Genotoxicity of selected cannabinoids in human lymphoblastoid TK6 cells.

机构信息

Institute of Pharmacology and Toxicology, University of Wuerzburg, 97078, Würzburg, Germany.

出版信息

Arch Toxicol. 2024 Oct;98(10):3439-3451. doi: 10.1007/s00204-024-03826-y. Epub 2024 Aug 22.

Abstract

Natural non-psychoactive cannabinoids such as cannabigerol (CBG), cannabidiol (CBD), cannabichromene (CBC), cannabidivarin (CBDV), and cannabinol (CBN) are increasingly consumed as constituents of dietary products because of the health benefits claims. Cannabinoids may reduce certain types of pain, nausea, and anxiety. Anti-inflammatory and even anti-carcinogenic properties have been discussed. However, there are insufficient data available regarding their potential (geno-)toxic effects. Therefore, we tested CBG, CBD, CBC, CBDV, and CBN for their genotoxic potential and effects on mitosis and cell cycle in human lymphoblastoid TK6 cells.
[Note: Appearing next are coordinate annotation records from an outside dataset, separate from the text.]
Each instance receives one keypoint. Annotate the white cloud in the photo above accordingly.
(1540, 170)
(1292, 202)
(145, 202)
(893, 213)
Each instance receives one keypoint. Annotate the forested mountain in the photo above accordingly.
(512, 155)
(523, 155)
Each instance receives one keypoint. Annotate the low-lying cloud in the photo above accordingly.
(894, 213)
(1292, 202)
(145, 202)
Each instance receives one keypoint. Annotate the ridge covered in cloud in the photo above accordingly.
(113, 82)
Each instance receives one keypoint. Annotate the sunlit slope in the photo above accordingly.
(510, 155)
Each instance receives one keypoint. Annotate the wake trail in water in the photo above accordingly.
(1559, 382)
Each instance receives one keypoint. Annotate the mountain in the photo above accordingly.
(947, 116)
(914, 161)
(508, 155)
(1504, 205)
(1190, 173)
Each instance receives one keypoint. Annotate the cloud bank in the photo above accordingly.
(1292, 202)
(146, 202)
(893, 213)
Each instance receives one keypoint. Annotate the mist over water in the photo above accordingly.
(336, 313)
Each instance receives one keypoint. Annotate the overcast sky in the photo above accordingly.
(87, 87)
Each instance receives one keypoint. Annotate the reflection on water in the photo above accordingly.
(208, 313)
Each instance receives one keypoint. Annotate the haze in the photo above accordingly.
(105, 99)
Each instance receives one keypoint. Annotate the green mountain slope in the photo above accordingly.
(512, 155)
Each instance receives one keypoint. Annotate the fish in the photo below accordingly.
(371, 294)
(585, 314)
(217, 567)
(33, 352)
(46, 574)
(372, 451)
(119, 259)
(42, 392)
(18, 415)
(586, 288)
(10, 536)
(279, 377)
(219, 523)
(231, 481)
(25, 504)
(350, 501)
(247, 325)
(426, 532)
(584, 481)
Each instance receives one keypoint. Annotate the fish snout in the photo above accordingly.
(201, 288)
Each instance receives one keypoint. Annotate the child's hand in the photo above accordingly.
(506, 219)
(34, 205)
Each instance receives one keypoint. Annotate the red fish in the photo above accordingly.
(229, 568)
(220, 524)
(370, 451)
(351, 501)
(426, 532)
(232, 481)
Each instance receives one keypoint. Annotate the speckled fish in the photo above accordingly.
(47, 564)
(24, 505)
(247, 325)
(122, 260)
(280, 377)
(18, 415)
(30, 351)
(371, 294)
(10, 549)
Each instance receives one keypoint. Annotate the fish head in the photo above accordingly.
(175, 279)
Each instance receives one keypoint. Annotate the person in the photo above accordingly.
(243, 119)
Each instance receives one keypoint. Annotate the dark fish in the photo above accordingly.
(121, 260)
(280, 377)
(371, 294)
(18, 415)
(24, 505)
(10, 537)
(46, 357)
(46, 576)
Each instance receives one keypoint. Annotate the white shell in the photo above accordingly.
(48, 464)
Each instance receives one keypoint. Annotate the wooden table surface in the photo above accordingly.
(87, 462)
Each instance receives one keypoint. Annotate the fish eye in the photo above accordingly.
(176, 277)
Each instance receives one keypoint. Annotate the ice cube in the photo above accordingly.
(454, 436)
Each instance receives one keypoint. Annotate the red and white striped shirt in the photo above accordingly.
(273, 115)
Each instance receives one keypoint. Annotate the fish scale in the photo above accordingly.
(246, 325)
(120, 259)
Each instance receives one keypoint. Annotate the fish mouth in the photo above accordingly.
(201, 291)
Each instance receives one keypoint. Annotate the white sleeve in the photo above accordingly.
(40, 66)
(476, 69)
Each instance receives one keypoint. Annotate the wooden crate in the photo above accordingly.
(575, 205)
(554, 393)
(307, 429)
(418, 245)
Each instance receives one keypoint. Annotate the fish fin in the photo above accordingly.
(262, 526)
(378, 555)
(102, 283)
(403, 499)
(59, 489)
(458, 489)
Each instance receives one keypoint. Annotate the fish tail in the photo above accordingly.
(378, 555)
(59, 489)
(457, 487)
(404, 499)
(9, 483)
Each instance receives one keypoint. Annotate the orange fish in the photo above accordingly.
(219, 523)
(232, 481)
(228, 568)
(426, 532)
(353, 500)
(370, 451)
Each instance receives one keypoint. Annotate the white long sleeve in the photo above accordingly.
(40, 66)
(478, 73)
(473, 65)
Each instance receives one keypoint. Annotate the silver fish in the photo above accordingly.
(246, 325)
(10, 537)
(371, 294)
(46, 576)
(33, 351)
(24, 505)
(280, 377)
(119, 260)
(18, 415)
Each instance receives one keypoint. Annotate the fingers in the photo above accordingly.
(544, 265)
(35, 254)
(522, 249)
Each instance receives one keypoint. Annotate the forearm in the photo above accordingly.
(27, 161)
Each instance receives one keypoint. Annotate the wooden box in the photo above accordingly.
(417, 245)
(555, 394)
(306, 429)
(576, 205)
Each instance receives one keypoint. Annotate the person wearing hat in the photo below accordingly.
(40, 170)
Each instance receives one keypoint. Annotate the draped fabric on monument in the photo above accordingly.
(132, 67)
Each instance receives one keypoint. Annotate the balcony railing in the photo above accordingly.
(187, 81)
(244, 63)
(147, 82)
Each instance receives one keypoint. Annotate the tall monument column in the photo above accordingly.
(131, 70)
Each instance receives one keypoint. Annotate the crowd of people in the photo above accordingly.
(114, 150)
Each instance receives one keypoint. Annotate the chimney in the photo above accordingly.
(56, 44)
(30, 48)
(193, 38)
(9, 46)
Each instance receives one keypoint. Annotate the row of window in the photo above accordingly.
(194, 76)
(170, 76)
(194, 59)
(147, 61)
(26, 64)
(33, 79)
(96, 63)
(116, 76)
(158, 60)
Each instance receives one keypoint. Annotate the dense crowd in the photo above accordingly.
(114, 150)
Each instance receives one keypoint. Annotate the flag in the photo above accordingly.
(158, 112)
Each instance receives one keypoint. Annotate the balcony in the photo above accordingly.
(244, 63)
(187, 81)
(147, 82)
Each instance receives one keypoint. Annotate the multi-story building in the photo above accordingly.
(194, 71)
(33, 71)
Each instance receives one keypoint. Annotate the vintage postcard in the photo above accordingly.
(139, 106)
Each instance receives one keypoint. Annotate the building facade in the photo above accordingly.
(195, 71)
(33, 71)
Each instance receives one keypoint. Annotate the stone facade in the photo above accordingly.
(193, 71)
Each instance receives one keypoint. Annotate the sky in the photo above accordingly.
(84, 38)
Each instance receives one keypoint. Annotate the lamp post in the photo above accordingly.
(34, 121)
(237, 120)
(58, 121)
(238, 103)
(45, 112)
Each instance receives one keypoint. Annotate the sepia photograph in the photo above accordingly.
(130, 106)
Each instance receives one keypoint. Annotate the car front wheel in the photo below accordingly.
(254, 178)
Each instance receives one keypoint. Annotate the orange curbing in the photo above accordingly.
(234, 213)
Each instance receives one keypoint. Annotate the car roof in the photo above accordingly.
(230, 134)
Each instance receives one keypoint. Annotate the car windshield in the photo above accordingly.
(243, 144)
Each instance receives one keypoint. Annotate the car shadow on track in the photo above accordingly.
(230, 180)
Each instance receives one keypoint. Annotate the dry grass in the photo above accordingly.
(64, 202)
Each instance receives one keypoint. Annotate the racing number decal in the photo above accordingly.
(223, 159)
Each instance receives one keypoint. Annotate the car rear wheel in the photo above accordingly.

The selected cannabinoids (except CBDV) induced increased micronuclei formation, which was reduced with the addition of a metabolic activation system (S9 mix). CBDV induced micronuclei only after metabolic activation. Mitotic disturbances were observed with all tested cannabinoids, while G1 phase accumulation of cells was observed for CBG, CBD and CBDV. The genotoxic effects occurred at about 1000-fold higher concentrations than are reported as blood levels from human consumption. However, the results clearly indicate a need for further research into the genotoxic effects of cannabinoids. The mechanism of the mitotic disturbance, the shape of the dose-response curves and the possible effects of mixtures of cannabinoids are aspects which need clarification.

摘要

天然非精神活性大麻素,如大麻萜酚 (CBG)、大麻二酚 (CBD)、大麻色烯 (CBC)、大麻素 (CBDV) 和大麻酚 (CBN),由于具有健康益处的说法,越来越多地被用作膳食产品的成分。大麻素可能会减轻某些类型的疼痛、恶心和焦虑。抗炎甚至抗癌特性已被讨论。然而,关于它们的潜在(遗传)毒性作用的数据还不够。因此,我们测试了 CBG、CBD、CBC、CBDV 和 CBN 对人类淋巴母细胞 TK6 细胞的遗传毒性潜力和有丝分裂及细胞周期的影响。所选的大麻素(除了 CBDV)诱导增加了微核的形成,而添加代谢激活系统(S9 混合物)后则减少了微核的形成。CBDV 仅在代谢激活后诱导微核形成。所有测试的大麻素都会导致有丝分裂紊乱,而 CBG、CBD 和 CBDV 则导致细胞 G1 期积累。遗传毒性作用发生在比人类消费报告的血液水平高约 1000 倍的浓度下。然而,这些结果清楚地表明需要进一步研究大麻素的遗传毒性作用。有丝分裂紊乱的机制、剂量反应曲线的形状以及大麻素混合物的可能影响是需要澄清的方面。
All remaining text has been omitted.